Big City Skyline Puzzle

2007-10-01, , , Comments

There’s a relatively short supply of computer science puzzles1 and many new ones simply re-spin the classics — once you’ve removed the packaging they come down to the same old binary search, quick sort, bit-vector, …

So I was interested to find one which was new to me, referenced in this post on the official Google blog.

Little big Google

Actually, Google supply a couple of puzzles. The subtext of both is that Google is a big company working on big problems, but hey!, a childish sense of wonder, curiosity and competition are still encouraged. The first puzzle takes you to a new job in Big City, where the beautiful skyline is filled with millions of impossibly tall thin buildings. The second expands your scope (perhaps due to over-crowding in BC?) — now you’re at Google Moon, searching nothing less than the Universe for nothing more than stock quotes.
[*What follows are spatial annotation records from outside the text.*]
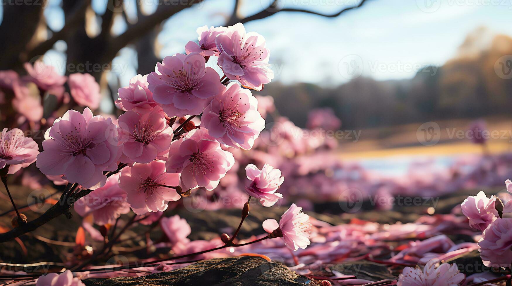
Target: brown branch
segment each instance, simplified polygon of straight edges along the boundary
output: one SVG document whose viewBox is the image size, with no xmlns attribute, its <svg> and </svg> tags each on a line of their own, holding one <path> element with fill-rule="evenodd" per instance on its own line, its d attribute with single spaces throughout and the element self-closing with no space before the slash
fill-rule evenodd
<svg viewBox="0 0 512 286">
<path fill-rule="evenodd" d="M 26 60 L 30 60 L 36 56 L 45 54 L 53 47 L 53 45 L 57 41 L 65 39 L 70 33 L 72 33 L 77 25 L 83 22 L 86 16 L 86 9 L 90 4 L 91 0 L 83 0 L 82 5 L 77 5 L 70 16 L 69 20 L 66 22 L 60 31 L 54 33 L 51 38 L 39 43 L 27 52 Z"/>
<path fill-rule="evenodd" d="M 108 177 L 119 172 L 121 169 L 126 165 L 126 164 L 120 164 L 117 170 L 109 173 L 106 174 L 106 176 Z M 79 186 L 78 186 L 79 187 Z M 75 202 L 80 198 L 89 195 L 92 191 L 93 190 L 91 189 L 84 189 L 69 198 L 65 194 L 62 194 L 60 197 L 60 199 L 59 199 L 59 201 L 56 204 L 50 207 L 48 210 L 37 219 L 24 223 L 19 227 L 11 229 L 7 232 L 0 233 L 0 243 L 9 241 L 27 232 L 33 231 L 38 227 L 61 214 L 70 214 L 69 213 L 69 209 L 75 203 Z"/>
<path fill-rule="evenodd" d="M 138 39 L 169 17 L 203 1 L 183 0 L 180 1 L 178 5 L 174 5 L 173 2 L 168 0 L 161 1 L 155 13 L 139 19 L 136 23 L 129 26 L 126 30 L 119 36 L 110 39 L 107 58 L 113 58 L 120 50 Z"/>
<path fill-rule="evenodd" d="M 243 19 L 239 19 L 236 18 L 232 20 L 230 20 L 228 23 L 228 25 L 233 25 L 237 22 L 241 23 L 246 23 L 250 21 L 253 21 L 254 20 L 259 20 L 260 19 L 263 19 L 264 18 L 266 18 L 275 14 L 276 13 L 280 12 L 300 12 L 300 13 L 306 13 L 307 14 L 312 14 L 313 15 L 316 15 L 317 16 L 322 16 L 322 17 L 327 17 L 328 18 L 333 18 L 335 17 L 337 17 L 342 14 L 342 13 L 350 11 L 353 9 L 357 9 L 361 6 L 362 6 L 365 3 L 367 2 L 367 0 L 361 0 L 359 4 L 355 5 L 354 6 L 352 6 L 350 7 L 347 7 L 343 9 L 339 12 L 335 13 L 334 14 L 324 14 L 322 13 L 319 13 L 317 12 L 315 12 L 314 11 L 310 11 L 306 9 L 292 9 L 292 8 L 283 8 L 279 9 L 277 7 L 278 1 L 275 0 L 270 6 L 268 6 L 266 9 L 261 11 L 256 14 L 249 16 Z"/>
</svg>

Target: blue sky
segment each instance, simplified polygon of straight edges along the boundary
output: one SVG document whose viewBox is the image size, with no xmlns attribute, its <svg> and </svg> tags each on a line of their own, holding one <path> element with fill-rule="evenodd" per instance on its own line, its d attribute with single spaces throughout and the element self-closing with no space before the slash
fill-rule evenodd
<svg viewBox="0 0 512 286">
<path fill-rule="evenodd" d="M 134 13 L 135 1 L 127 0 L 129 15 Z M 150 13 L 154 9 L 151 3 L 157 2 L 139 1 L 147 4 Z M 283 0 L 281 3 L 286 7 L 332 13 L 359 1 Z M 93 0 L 94 10 L 102 13 L 104 1 Z M 240 14 L 259 11 L 269 1 L 241 0 Z M 281 12 L 247 23 L 246 28 L 267 39 L 274 80 L 338 84 L 350 78 L 344 71 L 347 67 L 344 65 L 354 62 L 364 76 L 400 79 L 413 77 L 421 66 L 442 65 L 457 54 L 467 34 L 479 27 L 486 27 L 496 33 L 511 34 L 511 2 L 368 0 L 362 7 L 336 18 Z M 162 44 L 160 55 L 184 52 L 187 41 L 197 40 L 198 27 L 223 25 L 233 2 L 205 0 L 167 20 L 158 37 Z M 59 5 L 58 0 L 51 0 L 45 10 L 51 19 L 50 27 L 57 29 L 63 19 Z M 117 33 L 125 28 L 121 21 L 115 26 Z M 116 60 L 133 62 L 134 56 L 130 49 L 124 49 Z M 135 67 L 128 69 L 122 75 L 122 80 L 127 81 L 135 70 Z"/>
</svg>

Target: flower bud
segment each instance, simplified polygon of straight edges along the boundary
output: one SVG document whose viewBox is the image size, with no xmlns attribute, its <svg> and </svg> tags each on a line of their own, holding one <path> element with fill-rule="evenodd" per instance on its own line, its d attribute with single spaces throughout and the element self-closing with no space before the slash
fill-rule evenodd
<svg viewBox="0 0 512 286">
<path fill-rule="evenodd" d="M 20 213 L 21 219 L 18 219 L 17 216 L 13 217 L 11 220 L 11 225 L 13 227 L 18 227 L 20 224 L 27 223 L 27 216 L 23 213 Z"/>
<path fill-rule="evenodd" d="M 224 243 L 227 243 L 229 242 L 229 235 L 228 235 L 226 233 L 223 233 L 221 234 L 221 240 L 222 242 Z"/>
<path fill-rule="evenodd" d="M 191 121 L 189 121 L 188 122 L 187 122 L 186 124 L 185 124 L 185 126 L 183 126 L 183 129 L 184 129 L 185 131 L 187 131 L 187 132 L 191 130 L 194 130 L 195 128 L 196 128 L 196 125 L 194 124 L 194 123 L 192 122 Z"/>
</svg>

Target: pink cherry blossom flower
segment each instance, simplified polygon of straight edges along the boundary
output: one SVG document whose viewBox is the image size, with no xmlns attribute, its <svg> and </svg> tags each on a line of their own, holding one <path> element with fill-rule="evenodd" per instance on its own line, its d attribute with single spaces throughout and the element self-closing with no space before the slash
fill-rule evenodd
<svg viewBox="0 0 512 286">
<path fill-rule="evenodd" d="M 60 98 L 64 93 L 64 83 L 68 78 L 57 74 L 55 68 L 46 65 L 41 61 L 34 63 L 33 66 L 29 63 L 25 63 L 25 68 L 28 76 L 25 78 L 35 83 L 41 89 L 55 94 Z"/>
<path fill-rule="evenodd" d="M 37 144 L 25 137 L 23 131 L 17 128 L 7 131 L 4 128 L 0 135 L 0 169 L 9 165 L 8 173 L 14 174 L 35 162 L 38 154 Z"/>
<path fill-rule="evenodd" d="M 180 186 L 183 190 L 199 186 L 211 190 L 234 164 L 234 158 L 219 142 L 199 138 L 202 136 L 197 132 L 193 134 L 194 138 L 183 138 L 171 145 L 167 170 L 181 174 Z"/>
<path fill-rule="evenodd" d="M 165 163 L 159 160 L 124 167 L 119 177 L 119 187 L 128 194 L 127 201 L 137 214 L 167 209 L 167 202 L 181 197 L 175 189 L 162 185 L 175 186 L 179 183 L 179 175 L 165 173 Z"/>
<path fill-rule="evenodd" d="M 470 226 L 483 231 L 498 217 L 495 207 L 496 196 L 488 198 L 485 193 L 480 191 L 476 196 L 470 196 L 461 204 L 462 213 L 470 219 Z"/>
<path fill-rule="evenodd" d="M 33 83 L 16 82 L 12 86 L 15 97 L 12 106 L 29 121 L 38 122 L 42 118 L 44 109 L 39 90 Z"/>
<path fill-rule="evenodd" d="M 119 147 L 112 119 L 93 116 L 89 108 L 83 113 L 68 110 L 47 131 L 44 151 L 36 165 L 45 175 L 64 175 L 69 182 L 95 189 L 106 182 L 104 171 L 115 171 Z"/>
<path fill-rule="evenodd" d="M 173 129 L 160 106 L 127 111 L 119 116 L 117 125 L 123 154 L 132 161 L 149 163 L 167 153 Z"/>
<path fill-rule="evenodd" d="M 212 100 L 201 123 L 221 144 L 245 150 L 252 148 L 265 128 L 265 120 L 258 111 L 258 100 L 236 82 Z"/>
<path fill-rule="evenodd" d="M 73 277 L 71 270 L 58 273 L 41 275 L 37 278 L 36 286 L 85 286 L 80 278 Z"/>
<path fill-rule="evenodd" d="M 99 107 L 101 94 L 99 85 L 89 74 L 72 74 L 69 76 L 69 88 L 73 99 L 81 106 L 92 109 Z"/>
<path fill-rule="evenodd" d="M 215 45 L 215 38 L 218 35 L 220 35 L 226 31 L 226 27 L 219 27 L 215 28 L 213 26 L 208 28 L 208 26 L 204 26 L 197 28 L 196 32 L 199 35 L 198 39 L 199 43 L 190 41 L 185 45 L 185 51 L 187 54 L 199 53 L 203 57 L 210 56 L 219 56 L 219 49 Z"/>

I’m not going to spoil either puzzle. I won’t talk about the lunar one since I haven’t had time to look at it yet, except to say that it looks like a variant on the traveling salesman problem (which won’t make it any easier to solve).

Big City Skyline

The Big City Skyline puzzle requires careful budgeting of time and space. I don’t think it’s giving much away to say that a quadratic algorithm won’t cut it. An O(N log N) solution will, though, provided each stage completes in roughly a microsecond — not unreasonable on a 2GHz machine. The 512MB space limit doesn’t look too bad since the largest numbers involved fit comfortably into 8 bytes: all you have to do is choose a reasonably compact container and avoid replicating the inputs.

As usual I put together some unit tests2 and a first implementation using Python.

Wasting Resources

As a rule of thumb, I reckon Python to be an order of magnitude more wasteful of CPU cycles and memory than my favourite low-level language, C++.

What do I mean by an order of magnitude? Well, it’s a factor somewhere between 2 and 10. The problem is, I really have no better understanding or control than that. Sometimes it’s 2, sometimes it’s 10, sometimes it’s somewhere in between. I have looked at the CPython implementation, but not closely enough to understand how much memory a list of N large integers requires, nor how long it takes to iterate through such a list. The language reference provides few guarantees.

This wastefulness doesn’t just mean a Python program consumes proportionately more resources. It also means there will be a point at which a Python program fails because it exhausts resources and the machine starts to thrash — and at this point:

  1. big-O complexity analysis ceases to be of any practical value
  2. you’ll need a higher-spec machine
  3. or a leaner program

The Big City Skyline puzzle specifies a target platform (a platform similar to the one I used for the exercise), ruling out option 2.

As you may have guessed, my first Python solution bumped into my machine’s limits well before I’d reached the “hard” values of N — a disappointment, though perhaps not a huge surprise. Actually, either a pass or a fail would have been a surpise: I had no way of knowing beforehand. Python does ship with an array module which I’m guessing might have done the job — had sizeof(int) been 8 on my platform that is, which it isn’t. There’s also a numpy module which provides far more, but which I’ve never had cause to use yet.

Accounting for Resources

I’ve never had cause to use numpy because I’m proficient in C and C++. One great thing about C, and to a lesser extent, C++, is that it’s easy to predict how a simple program will consume resources — especially if, as in this case, you can use standard vectors and algorithms. I reworked my Python program into C++, checked it passed the tests. It then crunched through a random Big City skyline in well under 30 seconds. The important point is that this was not a surprise. I knew how much memory would be needed and (roughly) how much time would be taken.

I was pleased how clean the C++ solution was. It reminded me that on a good day, the C++ standard library allows you to write code which is clear, concise and efficient.


1

You’ll find a decent list of these puzzles and an interesting meta-discussion over at Coding Horror (look in the comments too, where you’ll find a broken solution to the Google Skyline puzzle).